U.S. prosecutors have formally linked the arrest of a serving U.S. Military soldier in December to an enormous theft of U.S. cellphone data from AT&T and Verizon final 12 months.
Authorities arrested Cameron John Wagenius, a U.S. Military communications specialist, in Texas on December 20 following a quick two-page grand jury indictment accusing the U.S. serviceperson of two counts of unlawfully transferring confidential cellphone data. Wagenius was later extradited to Washington state.
In a brand new court docket submitting on Friday, U.S. prosecutors confirmed that the costs towards Wagenius are associated to the sooner indictment of two alleged hackers, Connor Moucka and John Binns, who the U.S. authorities accuse of a number of intrusions at cloud computing firm Snowflake that noticed the mass-theft of information saved in its buyer accounts. The Snowflake clients whose knowledge was stolen embrace AT&T, which had “practically all” of its buyer name data by 2024 exfiltrated from its Snowflake account, and Verizon, from whom a considerable cache of buyer name logs was taken.

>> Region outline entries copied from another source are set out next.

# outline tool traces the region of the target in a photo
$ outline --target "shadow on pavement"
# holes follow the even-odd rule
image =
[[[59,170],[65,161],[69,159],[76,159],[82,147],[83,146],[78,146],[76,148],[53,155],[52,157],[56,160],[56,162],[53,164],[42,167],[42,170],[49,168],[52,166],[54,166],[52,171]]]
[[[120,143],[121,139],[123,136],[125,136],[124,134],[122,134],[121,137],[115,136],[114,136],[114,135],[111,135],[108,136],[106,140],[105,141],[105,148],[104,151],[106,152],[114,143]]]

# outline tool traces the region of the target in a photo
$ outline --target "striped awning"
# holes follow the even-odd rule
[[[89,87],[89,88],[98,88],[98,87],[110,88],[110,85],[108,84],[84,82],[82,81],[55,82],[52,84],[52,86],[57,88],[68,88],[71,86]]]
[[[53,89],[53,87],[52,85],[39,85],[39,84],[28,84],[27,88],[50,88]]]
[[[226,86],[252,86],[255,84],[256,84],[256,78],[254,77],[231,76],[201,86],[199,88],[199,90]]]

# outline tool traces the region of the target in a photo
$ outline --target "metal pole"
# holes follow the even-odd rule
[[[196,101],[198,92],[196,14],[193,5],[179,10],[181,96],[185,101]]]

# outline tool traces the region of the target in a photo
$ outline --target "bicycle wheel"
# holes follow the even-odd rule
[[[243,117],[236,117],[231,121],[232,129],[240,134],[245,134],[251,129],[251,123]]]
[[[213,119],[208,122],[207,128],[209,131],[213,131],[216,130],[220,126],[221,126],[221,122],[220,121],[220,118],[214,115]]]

U.S. Lawyer Tessa Gorman instructed the Seattle court docket that, “each circumstances come up from the identical pc intrusion and extortion and embrace a few of the similar stolen sufferer info,” and as such, “these circumstances depend on overlapping evidentiary materials and authorized course of and arguably current frequent questions of legislation and reality.”
That is the primary public acknowledgement by prosecutors that Wagenius’ prices are linked to final 12 months’s breaches at cloud computing firm Snowflake. Safety journalist Brian Krebs first reported on the hyperlink between Wagenius and the Snowflake hacks in November, and later broke the information of Wagenius’ arrest.
The account hacks at Snowflake grew to become one of the vital wide-reaching cyberattacks of final 12 months, affecting AT&T, LendingTree, Santander Financial institution, Ticketmaster, and at the very least 160 different firms. The hackers allegedly stole large banks of personally identifiable and delicate company knowledge that firms saved in Snowflake, partially by utilizing passwords stolen from worker computer systems with malware. A lot of the affected Snowflake clients weren’t utilizing multi-factor safety, which Snowflake didn’t require of its clients on the time.
In accordance with Krebs’ reporting, following the earlier arrest of Moucka by Canadian authorities, Wagenius claimed in a publish on a recognized cybercrime discussion board to have entry to the decision logs of Vice President Kamala Harris and then-President-elect Donald Trump, and threatened to leak all the stolen recordsdata until Moucka was launched.
Prosecutors accuse the Snowflake hackers of stealing knowledge that features private info, cellphone and IMEI numbers, dates of start, postal and e mail addresses, passwords, Social Safety numbers, government-issued id numbers, in addition to fee card and checking account numbers.
Wagenius was ordered on January 8 to be detained, and is known to be in custody in Washington state.